Result on unpatched kernel:
Sent: 222 packets
skbuff_head_cache: before=6439 after=6663 growth=224
FAIL: skb leak detected (224 objects leaked)
Attached a test script that automates this. With the fix applied
(TC_ACT_SHOT for non-EINPROGRESS errors), the skbs get freed and
the test passes. The test script is generated by AI.
On Thu, Apr 16, 2026 at 11:32 PM Jamal Hadi Salim <jhs@mojatatu.com> wrote:
> On Thu, Apr 16, 2026 at 9:01 AM Dudu Lu <phx0fer@gmail.com> wrote:
> >
> > When tcf_ct_handle_fragments() returns an error other than -EINPROGRESS
> > (e.g. -EINVAL from malformed fragments), tcf_ct_act() jumps to out_frag
> > which unconditionally returns TC_ACT_CONSUMED. This tells the caller the
> > skb was consumed, but it was not freed, leaking one skb per malformed
> > fragment.
> >
> > TC_ACT_CONSUMED is only correct for -EINPROGRESS, where defragmentation
> > is genuinely in progress and the skb has been queued. For all other
> > errors the skb is still owned by the caller and must be freed via
> > TC_ACT_SHOT.
> >
> > Fixes: 3f14b377d01d ("net/sched: act_ct: fix skb leak and crash on ooo
> frags")
> > Signed-off-by: Dudu Lu <phx0fer@gmail.com>
>
> Do you have a reproducer? Always helps adding at least a tdc test.

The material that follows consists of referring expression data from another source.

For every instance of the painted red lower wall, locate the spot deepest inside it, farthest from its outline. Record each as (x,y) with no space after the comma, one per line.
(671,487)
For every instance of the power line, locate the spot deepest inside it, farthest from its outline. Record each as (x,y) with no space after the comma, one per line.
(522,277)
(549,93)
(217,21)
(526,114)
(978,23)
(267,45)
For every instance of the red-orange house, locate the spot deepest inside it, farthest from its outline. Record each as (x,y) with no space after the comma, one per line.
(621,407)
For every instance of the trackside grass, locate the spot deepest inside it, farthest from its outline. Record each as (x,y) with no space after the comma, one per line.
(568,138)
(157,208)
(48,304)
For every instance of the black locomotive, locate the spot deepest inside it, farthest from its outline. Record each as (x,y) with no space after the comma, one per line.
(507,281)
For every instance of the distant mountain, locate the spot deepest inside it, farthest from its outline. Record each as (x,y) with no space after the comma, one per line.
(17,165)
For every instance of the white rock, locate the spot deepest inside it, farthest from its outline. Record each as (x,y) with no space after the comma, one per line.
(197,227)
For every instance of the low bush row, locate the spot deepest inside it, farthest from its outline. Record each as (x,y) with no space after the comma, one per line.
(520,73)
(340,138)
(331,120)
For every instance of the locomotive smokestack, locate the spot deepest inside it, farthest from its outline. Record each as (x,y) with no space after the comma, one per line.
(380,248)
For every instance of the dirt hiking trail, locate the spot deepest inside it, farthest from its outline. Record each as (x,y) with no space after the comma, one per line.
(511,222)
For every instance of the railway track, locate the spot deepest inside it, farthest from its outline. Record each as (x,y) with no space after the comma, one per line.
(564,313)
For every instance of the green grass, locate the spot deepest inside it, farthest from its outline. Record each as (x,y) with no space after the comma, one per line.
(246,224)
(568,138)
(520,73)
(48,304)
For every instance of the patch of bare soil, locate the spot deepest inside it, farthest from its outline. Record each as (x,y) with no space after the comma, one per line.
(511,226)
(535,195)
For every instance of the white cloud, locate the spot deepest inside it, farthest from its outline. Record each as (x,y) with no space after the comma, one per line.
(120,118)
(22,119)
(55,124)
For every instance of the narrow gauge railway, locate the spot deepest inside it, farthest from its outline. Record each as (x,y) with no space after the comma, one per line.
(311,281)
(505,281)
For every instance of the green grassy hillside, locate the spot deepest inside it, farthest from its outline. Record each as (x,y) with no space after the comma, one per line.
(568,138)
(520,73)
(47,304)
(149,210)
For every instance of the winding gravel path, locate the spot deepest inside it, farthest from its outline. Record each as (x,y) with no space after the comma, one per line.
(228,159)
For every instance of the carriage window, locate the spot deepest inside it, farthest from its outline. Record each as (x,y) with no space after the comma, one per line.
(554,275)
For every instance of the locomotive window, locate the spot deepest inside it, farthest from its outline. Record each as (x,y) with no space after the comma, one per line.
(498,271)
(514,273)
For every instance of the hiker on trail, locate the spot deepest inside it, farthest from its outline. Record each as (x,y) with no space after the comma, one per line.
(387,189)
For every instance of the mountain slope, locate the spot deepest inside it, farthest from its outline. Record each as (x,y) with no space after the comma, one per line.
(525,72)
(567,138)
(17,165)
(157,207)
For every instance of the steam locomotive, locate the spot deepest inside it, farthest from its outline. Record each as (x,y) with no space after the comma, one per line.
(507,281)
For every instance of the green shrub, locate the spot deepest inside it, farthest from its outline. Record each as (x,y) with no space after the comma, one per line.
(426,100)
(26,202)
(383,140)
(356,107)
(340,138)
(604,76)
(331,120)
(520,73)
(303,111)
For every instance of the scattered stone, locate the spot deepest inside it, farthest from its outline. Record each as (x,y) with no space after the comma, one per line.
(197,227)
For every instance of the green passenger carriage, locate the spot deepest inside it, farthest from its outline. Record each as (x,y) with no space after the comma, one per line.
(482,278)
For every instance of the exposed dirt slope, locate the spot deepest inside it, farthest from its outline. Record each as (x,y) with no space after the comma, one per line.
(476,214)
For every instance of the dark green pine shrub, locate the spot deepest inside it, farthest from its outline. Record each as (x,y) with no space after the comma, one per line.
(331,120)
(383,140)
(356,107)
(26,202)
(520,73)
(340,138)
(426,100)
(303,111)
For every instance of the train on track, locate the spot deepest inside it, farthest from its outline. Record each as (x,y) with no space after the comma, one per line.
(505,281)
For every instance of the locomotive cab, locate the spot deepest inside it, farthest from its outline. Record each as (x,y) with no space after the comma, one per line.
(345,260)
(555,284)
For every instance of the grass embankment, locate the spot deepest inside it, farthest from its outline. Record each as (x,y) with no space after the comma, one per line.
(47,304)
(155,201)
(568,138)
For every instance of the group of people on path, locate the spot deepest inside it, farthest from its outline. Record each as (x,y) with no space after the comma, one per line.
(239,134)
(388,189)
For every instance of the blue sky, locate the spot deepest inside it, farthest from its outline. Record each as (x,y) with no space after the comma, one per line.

> Also: How did you find this issue? was it AI? If yes, please add the
> tag "Assisted-by:<AI name here>"
>
> cheers,
> jamal
>
> > ---
> > net/sched/act_ct.c | 4 +++-
> > 1 file changed, 3 insertions(+), 1 deletion(-)
> >
> > diff --git a/net/sched/act_ct.c b/net/sched/act_ct.c
> > index 7d5e50c921a0..870655f682bd 100644
> > --- a/net/sched/act_ct.c
> > +++ b/net/sched/act_ct.c
> > @@ -1107,8 +1107,10 @@ TC_INDIRECT_SCOPE int tcf_ct_act(struct sk_buff
> *skb, const struct tc_action *a,
> > return retval;
> >
> > out_frag:
> > - if (err != -EINPROGRESS)
> > + if (err != -EINPROGRESS) {
> > tcf_action_inc_drop_qstats(&c->common);
> > + return TC_ACT_SHOT;
> > + }
> > return TC_ACT_CONSUMED;
> >
> > drop:
> > --
> > 2.39.3 (Apple Git-145)
> >
>
[-- Attachment #1.2: Type: text/html, Size: 3592 bytes --]

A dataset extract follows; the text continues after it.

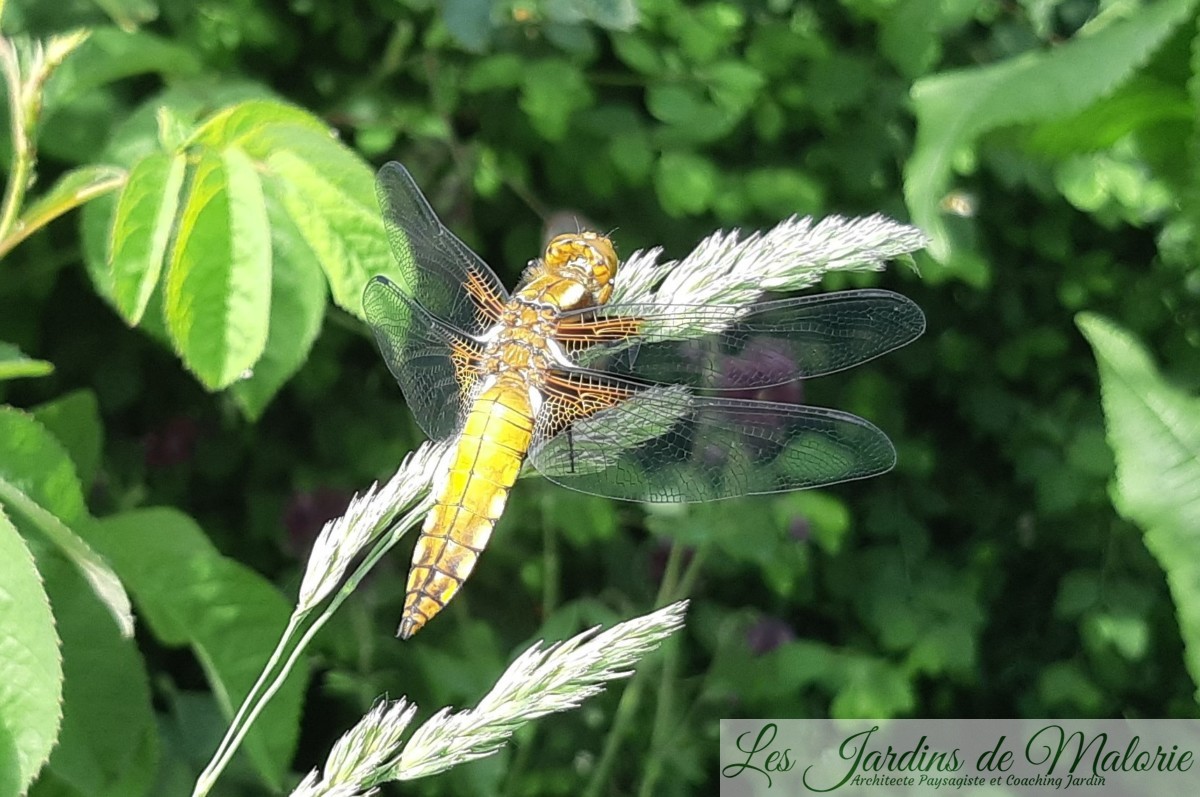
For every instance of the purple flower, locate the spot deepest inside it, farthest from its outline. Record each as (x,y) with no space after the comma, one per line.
(763,361)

[-- Attachment #2: act_ct_skb_leak.sh --]
[-- Type: text/x-sh, Size: 3349 bytes --]
#!/bin/bash
# SPDX-License-Identifier: GPL-2.0
#
# Test for skb leak in act_ct when tcf_ct_handle_fragments() fails.
#
# When a truncated IP packet hits act_ct, tcf_ct_ipv4_is_fragment()

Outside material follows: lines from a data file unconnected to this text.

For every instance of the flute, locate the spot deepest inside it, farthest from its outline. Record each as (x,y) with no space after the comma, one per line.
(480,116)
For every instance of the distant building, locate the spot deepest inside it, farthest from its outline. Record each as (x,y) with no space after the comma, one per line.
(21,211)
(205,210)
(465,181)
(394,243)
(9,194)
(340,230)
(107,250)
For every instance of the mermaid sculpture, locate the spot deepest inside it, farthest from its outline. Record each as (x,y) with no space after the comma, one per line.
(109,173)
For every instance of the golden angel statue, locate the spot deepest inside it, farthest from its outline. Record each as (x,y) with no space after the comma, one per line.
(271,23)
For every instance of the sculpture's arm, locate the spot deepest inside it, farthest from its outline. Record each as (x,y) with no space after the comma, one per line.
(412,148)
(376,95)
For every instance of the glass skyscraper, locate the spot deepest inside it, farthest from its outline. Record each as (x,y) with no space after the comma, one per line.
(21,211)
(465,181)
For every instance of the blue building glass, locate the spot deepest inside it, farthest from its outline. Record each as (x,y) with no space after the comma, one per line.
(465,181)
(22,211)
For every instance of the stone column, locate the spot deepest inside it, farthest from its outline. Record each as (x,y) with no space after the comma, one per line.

# returns -EINVAL. The out_frag path returns TC_ACT_CONSUMED, but the
# skb was never actually consumed — it leaks.
#
# This test sends truncated IP packets through a veth pair with act_ct
# on ingress and checks skbuff_head_cache slab growth.
set -e
readonly NS="ns-act-ct-leak-$(mktemp -u XXXXXX)"
readonly DEV="veth-ct0"
readonly DEV_PEER="veth-ct1"
readonly NUM_PKTS=500
# Minimum slab growth to consider a leak (allow some noise)
readonly LEAK_THRESHOLD=200
cleanup() {
ip link del $DEV 2>/dev/null || true
ip netns del $NS 2>/dev/null || true
}
trap cleanup EXIT
get_skb_active() {
awk '/skbuff_head_cache/ {print $2}' /proc/slabinfo
}
# Build the packet sender
build_sender() {
local prog="$1"
local src="$prog.c"
cat > "$src" << 'EOF'
#include <stdio.h>
#include <string.h>
#include <stdlib.h>
#include <unistd.h>
#include <sys/socket.h>
#include <linux/if_packet.h>
#include <net/if.h>
#include <net/ethernet.h>
#include <arpa/inet.h>
#include <fcntl.h>
int main(int argc, char **argv) {
const char *ifname = argv[1];
int count = atoi(argv[2]);
int fd, i, sent = 0;
fd = socket(AF_PACKET, SOCK_RAW, htons(ETH_P_ALL));
if (fd < 0) { perror("socket"); return 1; }
fcntl(fd, F_SETFL, O_NONBLOCK);
struct sockaddr_ll sa = {};
sa.sll_family = AF_PACKET;
sa.sll_protocol = htons(ETH_P_IP);
sa.sll_ifindex = if_nametoindex(ifname);
sa.sll_halen = 6;
memset(sa.sll_addr, 0xff, 6);
/* Ethernet(14) + truncated IP(10) = 24 bytes.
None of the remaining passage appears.